After many long, arduous battles, Paladin Khroma of the Ankhisteia earned a good rest. He went to bed a champion and awoke…rather more a mythic legend. For Khroma, he had merely gone to sleep. For the rest of the world, centuries, if not millennia, have passed. Now, conscious once more, Khroma is at an utter loss for what has happened. A mere glance around his tomb tells him the once glorious temple has been abandoned, that nature has well and truly started reclaiming the land. Not a single one of his compatriots is at hand, alive, resurrected, or otherwise. Yet Khroma is not alone. With him is an attractively green being with curious hair and even curiouser language. After a moment of fumbling, the alien–literal, figurative, both–produces a fascinating device that allows the two of them to understand one another’s language.

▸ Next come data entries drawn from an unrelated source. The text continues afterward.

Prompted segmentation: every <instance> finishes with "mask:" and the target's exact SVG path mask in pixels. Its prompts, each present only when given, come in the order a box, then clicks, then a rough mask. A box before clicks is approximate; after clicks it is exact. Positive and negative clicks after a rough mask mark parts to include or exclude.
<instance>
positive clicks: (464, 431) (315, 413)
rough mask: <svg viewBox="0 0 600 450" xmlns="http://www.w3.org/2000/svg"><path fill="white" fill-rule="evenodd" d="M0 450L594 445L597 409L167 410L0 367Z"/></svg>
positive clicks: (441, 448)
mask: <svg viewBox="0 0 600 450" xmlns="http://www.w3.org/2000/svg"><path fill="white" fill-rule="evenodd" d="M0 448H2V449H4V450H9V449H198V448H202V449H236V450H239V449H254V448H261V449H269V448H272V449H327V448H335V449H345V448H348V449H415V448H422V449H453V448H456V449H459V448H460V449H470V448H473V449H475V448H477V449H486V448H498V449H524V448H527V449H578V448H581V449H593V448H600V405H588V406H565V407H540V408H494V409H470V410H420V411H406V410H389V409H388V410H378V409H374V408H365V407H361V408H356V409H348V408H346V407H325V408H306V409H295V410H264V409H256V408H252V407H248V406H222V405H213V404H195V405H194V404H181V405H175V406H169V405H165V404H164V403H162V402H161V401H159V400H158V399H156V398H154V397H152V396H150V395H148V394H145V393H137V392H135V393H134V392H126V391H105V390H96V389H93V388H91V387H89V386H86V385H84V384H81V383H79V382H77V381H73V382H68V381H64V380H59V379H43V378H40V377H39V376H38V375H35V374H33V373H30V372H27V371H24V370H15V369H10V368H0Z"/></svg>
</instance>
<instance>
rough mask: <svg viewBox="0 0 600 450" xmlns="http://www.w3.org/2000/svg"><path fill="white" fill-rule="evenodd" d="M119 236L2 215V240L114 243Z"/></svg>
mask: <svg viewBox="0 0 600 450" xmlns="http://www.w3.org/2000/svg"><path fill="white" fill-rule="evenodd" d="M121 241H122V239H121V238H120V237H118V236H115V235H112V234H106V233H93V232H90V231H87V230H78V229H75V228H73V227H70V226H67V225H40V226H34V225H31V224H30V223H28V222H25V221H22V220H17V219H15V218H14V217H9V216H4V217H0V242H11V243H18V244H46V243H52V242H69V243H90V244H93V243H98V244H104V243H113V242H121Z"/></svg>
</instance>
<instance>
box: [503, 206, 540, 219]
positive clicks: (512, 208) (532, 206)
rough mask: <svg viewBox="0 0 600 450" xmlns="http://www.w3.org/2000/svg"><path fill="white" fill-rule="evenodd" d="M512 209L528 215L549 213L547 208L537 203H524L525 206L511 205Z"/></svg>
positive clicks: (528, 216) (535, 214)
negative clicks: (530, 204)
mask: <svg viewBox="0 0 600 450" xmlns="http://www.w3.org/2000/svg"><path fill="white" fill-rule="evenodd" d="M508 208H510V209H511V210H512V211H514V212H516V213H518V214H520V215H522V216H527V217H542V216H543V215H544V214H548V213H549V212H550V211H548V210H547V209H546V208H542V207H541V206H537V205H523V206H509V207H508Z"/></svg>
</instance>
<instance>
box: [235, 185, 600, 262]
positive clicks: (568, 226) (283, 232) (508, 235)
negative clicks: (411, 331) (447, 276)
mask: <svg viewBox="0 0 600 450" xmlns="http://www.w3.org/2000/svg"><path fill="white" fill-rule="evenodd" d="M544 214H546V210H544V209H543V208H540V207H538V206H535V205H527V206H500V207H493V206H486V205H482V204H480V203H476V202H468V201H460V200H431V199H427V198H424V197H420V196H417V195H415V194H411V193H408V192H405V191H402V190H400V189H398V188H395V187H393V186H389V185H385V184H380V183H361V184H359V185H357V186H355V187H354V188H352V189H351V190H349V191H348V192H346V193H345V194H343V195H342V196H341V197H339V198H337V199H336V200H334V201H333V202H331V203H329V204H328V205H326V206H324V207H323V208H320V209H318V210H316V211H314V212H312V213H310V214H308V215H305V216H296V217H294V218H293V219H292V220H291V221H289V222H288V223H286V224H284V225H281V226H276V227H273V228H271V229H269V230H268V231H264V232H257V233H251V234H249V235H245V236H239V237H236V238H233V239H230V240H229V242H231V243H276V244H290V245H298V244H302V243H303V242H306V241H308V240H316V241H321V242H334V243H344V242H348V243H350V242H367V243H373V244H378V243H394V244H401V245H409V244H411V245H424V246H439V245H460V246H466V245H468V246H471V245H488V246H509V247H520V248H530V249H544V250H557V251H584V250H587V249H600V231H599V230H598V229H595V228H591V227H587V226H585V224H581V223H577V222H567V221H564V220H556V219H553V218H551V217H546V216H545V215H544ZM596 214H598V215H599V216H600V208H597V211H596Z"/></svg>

His name is Nahan, and he is apparently scouting the planet that history says is uninhabited and has been left to quietly go wild.

In preparation for his trip, Nahan read all about the ancient Ankhisteia and of the epic battle fought between warring factions and the lauded hero, a paladin named Khroma. Never in his wildest dreams did Nahan ever entertain the idea he might actually meet such a legendary figure. Yet that is precisely what happens. And for all that Khroma has been asleep since time immemorial, his tales of the past–still fresh in his mind and heart–are fascinating. As is the way Khroma enthusiastically guides Nahan around the immediate area. Khroma is kind and gregarious and all too easy on the eyes, and Nahan takes a liking to him. Yet Nahan tempers his interest. He’s been burned before and is wary of being vulnerable to someone he’s just met, no matter how marvelous he seems. The more time he spends with Khroma, however, the more his attraction grows. But how can Nahan hope to have anything meaningful with Khroma given their vastly different circumstances.

Little Gods is a science fantasy short story from author Jay Mendell. Although the narrative is completely in the third person, everything feels like it flows around Khroma. I think that worked well. Even though Khroma is ostensibly centuries, if not millennia old, it is to his planet that Nahan has come. Khroma’s recollections of his life and home are vivid and vibrant; to him, it is as though a single night has passed. These memories contrast with what Nahan learned of the planet before his journey to it; to him, it was an abandoned place that birthed fantastical legends of glorious battle.

Even with all the focus on Khroma trying to mesh the two realities together, there is still a bit of room for Nahan’s character to develop. Nahan comes across as a clearly competent and independent man; he did pilot a spacecraft solo in order to read Khroma’s planet. But his deportment increasingly hints that not everything about him is as it seems. I like how gently the truth comes to light and it was subtly developed.

The little romance that builds between Khroma and Nahan comes across as sweet, though it’s not without tension. The two are drawn together, but I didn’t sense any kind of instalove or instalust from either one…and yet they’re together a mere handful of days before falling into a comfortable give and take. I think it’s the seemingly tacit fact that these two men recognize the other as a solitary figure who yearns for connection, and they’re able to offer that to each other. And while the romance does bring the two of them together, it also hints at some dark elements in Nahan’s past when it comes to intimacy.

I only have two small critiques for this story. First, I wasn’t thrilled with the way Khroma’s planet’s history never really got addressed. I would have expected Khroma to ask or Nahan to offer one of two things: either a definitive account of why the planet had been so utterly abandoned or a definitive “no one knows what happened.” We got neither, so it felt like an elephant in the room. The second is that the happy-for-now ending totally feels like the kind of cliffhanger setup I would expect from a prologue to an epic space opera fantasy type book. The ending felt more like a beginning, but then, there is something rather exciting about bidding adieu to characters just when they’re about to test their mettle; it leaves all possibilities open.